Déshumanisation et assimilation

« J’aime donc je suis », écrivait la romancière majeure du XIXe siècle Georges Sand. Le sentiment amoureux humaniserait donc, participerait à nous rendre normal, à être et donc à exister. Serait-on alors bizarres, monstrueux, pathologiques… tout autant d’antonymes proposés, si nous en étions dépourvus ? La question suivante nous vient alors tout de suite en tête : le cinéma français participe t-il à retirer l’humanité des couples racisés ? Posons déjà les codes des comédies romantiques françaises. « On présente un amour normatif avec tout un tas de règles qui font les canons de la comédie romantique. Il faut être en couple, habiter ensemble, vouloir ensuite des enfants… Je pense à l’émission « Mariés au premier regard sur M6″ par exemple. Dedans on y voit des gens qui ont la trentaine et qui sont désespérés à l’idée de ne pas trouver l’amour. L’amour est placé comme une valeur qui est au dessus de tout. Si on n’est pas accompagnés on a une valeur proche de zéro pour la société », nous dit Nora Bouazzouni.

Elle poursuit : « je ne sais pas si j’irais jusqu’à dire que c’est déshumaniser les personnes non blanches. Et en même temps on leur donne des rôles caricaturaux, des rôles déshumanisants. Quand on prend un acteur arabe pour lui faire jouer un dealeur, un acteur noir pour jouer un homme violent, une femme asiatique pour interpréter une prostituée – et donc des professions ou activités qui sont mal rémunérées, pas reconnues, stigmatisées voir stigmatisantes, et criminelles pour certaines, on participe à leur déshumanisation. Invisibiliser la vie amoureuse ou même sexuelle de ces personnes, ça participe aussi à renforcer les contrastes entre la normalité dont peuvent jouir les personnes blanches versus les autres. En introduisant une certaine violence sur les sujets liés à l’amour, la profession, l’amitié c’est contribuer à les singulariser et à les invisibiliser« .

En réponse à l’absence d’histoire d’amour entre personnes racisées, le cinéma opte pour le (fameux) couple mixe. Qui existe évidemment dans notre société mais qui semble trop souvent se faire l’echo du phénomène d’assimilation. On ne grand-remplace pas les français quand on est un français assimilé visiblement. Marine Le Pen le dira d’ailleurs dans sa campagne présidentielle : elle n’a aucun problème avec les arabes de nationalité française. Elle en a simplement un avec le voile. Même si vous êtes une arabe de nationalité française. Hyprocrisie ambiante. Pour un racisme permanent. Un discours qui scie la branche de la démocratie. D’ailleurs qui ne s’est pas déjà entendu dire, si vous êtes immigré ou fils et filles d’immigrés, la remarque suivante : « mais toi tu n’es pas comme eux, tu es éduquée ». Entendons par là, tu es comme moi, tu me ressembles, donc tu es un bon français. Pas le barbare, celui qui ensauvage et grand remplace, même s’il est né ici.

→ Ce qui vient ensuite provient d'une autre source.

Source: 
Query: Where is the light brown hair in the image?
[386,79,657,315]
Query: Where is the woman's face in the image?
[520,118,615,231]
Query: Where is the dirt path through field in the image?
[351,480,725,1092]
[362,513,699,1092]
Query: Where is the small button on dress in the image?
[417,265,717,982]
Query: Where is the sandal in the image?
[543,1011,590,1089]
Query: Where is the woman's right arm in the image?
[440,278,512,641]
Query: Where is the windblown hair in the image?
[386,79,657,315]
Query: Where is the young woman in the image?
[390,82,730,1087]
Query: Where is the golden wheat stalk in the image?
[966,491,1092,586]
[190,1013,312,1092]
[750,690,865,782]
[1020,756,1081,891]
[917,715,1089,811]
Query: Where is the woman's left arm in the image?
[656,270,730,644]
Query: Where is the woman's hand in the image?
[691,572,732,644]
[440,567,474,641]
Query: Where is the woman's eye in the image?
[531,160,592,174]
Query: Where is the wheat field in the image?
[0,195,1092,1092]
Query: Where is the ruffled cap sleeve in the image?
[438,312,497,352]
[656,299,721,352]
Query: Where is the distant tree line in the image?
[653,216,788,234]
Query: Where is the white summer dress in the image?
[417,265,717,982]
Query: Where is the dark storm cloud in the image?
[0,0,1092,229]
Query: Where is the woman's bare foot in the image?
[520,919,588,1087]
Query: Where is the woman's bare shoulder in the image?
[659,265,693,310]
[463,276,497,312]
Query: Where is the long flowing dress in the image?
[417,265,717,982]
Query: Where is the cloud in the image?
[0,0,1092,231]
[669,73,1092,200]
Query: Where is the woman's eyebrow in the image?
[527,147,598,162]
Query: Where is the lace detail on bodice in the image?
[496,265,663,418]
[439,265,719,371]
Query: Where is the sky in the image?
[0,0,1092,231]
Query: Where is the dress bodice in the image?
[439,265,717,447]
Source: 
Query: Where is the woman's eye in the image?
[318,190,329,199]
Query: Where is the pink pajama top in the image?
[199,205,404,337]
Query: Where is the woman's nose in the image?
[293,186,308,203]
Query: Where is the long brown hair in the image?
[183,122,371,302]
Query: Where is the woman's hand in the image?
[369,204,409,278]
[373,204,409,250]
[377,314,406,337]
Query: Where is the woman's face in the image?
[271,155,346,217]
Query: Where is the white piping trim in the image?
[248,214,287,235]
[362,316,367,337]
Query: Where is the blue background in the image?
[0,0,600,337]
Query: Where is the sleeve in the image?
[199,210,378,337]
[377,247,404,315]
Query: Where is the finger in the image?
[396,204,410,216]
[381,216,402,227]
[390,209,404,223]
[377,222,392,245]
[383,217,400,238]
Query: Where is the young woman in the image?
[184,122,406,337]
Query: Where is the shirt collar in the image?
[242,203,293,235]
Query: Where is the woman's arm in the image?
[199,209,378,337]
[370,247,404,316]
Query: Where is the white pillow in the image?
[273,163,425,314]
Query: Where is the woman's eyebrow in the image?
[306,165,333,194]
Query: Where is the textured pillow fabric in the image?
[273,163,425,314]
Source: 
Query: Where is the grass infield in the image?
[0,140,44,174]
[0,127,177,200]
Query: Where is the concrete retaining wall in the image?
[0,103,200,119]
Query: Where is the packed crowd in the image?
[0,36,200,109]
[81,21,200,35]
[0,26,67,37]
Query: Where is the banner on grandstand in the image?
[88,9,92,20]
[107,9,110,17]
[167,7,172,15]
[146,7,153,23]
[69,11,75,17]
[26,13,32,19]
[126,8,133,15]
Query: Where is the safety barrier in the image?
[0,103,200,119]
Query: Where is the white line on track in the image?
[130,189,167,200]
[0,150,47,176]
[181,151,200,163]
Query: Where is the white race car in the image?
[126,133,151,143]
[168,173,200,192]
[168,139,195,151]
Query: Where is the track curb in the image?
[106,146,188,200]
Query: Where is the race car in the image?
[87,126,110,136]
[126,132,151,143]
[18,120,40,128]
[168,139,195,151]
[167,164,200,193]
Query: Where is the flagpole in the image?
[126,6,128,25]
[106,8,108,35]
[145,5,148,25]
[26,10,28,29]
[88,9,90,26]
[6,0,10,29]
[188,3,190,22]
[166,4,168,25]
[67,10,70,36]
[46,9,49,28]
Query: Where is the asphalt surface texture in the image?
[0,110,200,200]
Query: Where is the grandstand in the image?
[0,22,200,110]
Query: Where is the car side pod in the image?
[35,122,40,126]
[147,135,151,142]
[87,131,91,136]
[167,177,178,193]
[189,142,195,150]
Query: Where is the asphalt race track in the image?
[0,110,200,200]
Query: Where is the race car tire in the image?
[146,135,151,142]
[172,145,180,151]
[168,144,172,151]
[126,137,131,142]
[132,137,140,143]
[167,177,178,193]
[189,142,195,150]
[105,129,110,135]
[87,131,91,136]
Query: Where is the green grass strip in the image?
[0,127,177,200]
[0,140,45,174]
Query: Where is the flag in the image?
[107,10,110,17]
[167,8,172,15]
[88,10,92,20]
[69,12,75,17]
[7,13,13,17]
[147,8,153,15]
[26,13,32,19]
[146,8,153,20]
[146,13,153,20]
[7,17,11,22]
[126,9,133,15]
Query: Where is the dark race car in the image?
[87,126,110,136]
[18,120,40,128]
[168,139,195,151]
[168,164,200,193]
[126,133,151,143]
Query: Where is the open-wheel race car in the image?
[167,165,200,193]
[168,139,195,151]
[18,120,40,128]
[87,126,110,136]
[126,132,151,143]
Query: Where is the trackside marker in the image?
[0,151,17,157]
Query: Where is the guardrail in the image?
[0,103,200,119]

« Les comédies romantiques en France sont hétéro centrées et complètement blanches. Ou alors on va avoir un personnage arabe masculin qui va sortir avec une femme arabe et qui soudainement va s’amouracher d’une femme blanche bourgeoise. Comme dans la série « Drôle » de Netflix par exemple. C’est hyper caricaturale », renchérit Nora Bouazzouni. « Il y a un côté assimilationniste. On va planter une personne de culture différente dans un univers chrétien, ou en tout cas français continental et là elle va devoir s’intégrer puis s’assimiler. On va parler de sa culture comme d’un folklore de façon humoristique, stéréotypée ou complètement exotique. C’est un peu le syndrome de la Schtroumpfette, où on ne va représenter qu’un unique personnage noir par exemple au milieu d’une bande de potes blancs ». Ou alors on va le « replacer dans un contexte exotique. Ou en tout cas qui va être exotisant pour un public non noir. En Afrique, par exemple, dans une cité…« .

L’espoir des primo-réals

Alors que les patrons de cinéma et les producteurs tentent d’enrayer la baisse significative de fréquentation dans les salles de cinéma en France, liée en partie aux nouvelles habitudes des français depuis la pandémie, la solution pourrait être là où ils n’ont jamais voulu la voir. « S’ouvrir à autre chose, à la jeunesse justement qui attend d’autres propositions que des histoires d’amour ou des films tout court, autour d’héros simplement blancs », termine Nora Bouazzouni, qui invite le public à se pencher sur les premiers films de jeunes réalisateurs. Ceux là même qui enrôlent de jeunes acteurs, davantage en adéquation avec la mixité. Tout comme nous l’écrit la critique de cinéma et sélectionneuse pour la Quinzaine des réalisateurs, mais aussi autrice du livre « Double Vague : Le nouveau souffle du cinéma français », Claire Diao. « Bien sûr qu’il existe des exemples de couples non blancs dans le cinema français mais ils sont le fait de réalisateurs émergents eux mêmes non blancs et moins considérés par les médias français. Je pense notamment à Sami Bouajila et Elodie Bouchez dans « La faute à Voltaire » d’Abdellatif Kechiche (2000), Laura Kpegli et Sekouba Doucouré dans « Donoma » de Djinn Carrénard (2011), Stéphane Soo Mongo et Sabrina Hamida dans « Rengaine » de Rachid Djaidani (2012) ou encore Soufiane Guerrab et Souheila Yacoub dans « De bas étage » de Yassine Qnia (2021) ».

Et dans les séries, alors ? « Dans « Scènes de ménage », regardée chaque soir par des millions de téléspectateurs, il y a eu l’introduction récente d’un couple mixte mais non blanc. Elle, est noire, cheffe cuisinière et lui est arabe et pompier. Et ça c’est chouette à une heure de très grande écoute », lâche Nora Bouazzouni. Sur Netflix aussi avec Mariama Gueye et Olivier Kissita dans « Drôle ». Toujours pas de quoi aller au cinéma ? Si mais en scrutant les sorties plus confidentielles.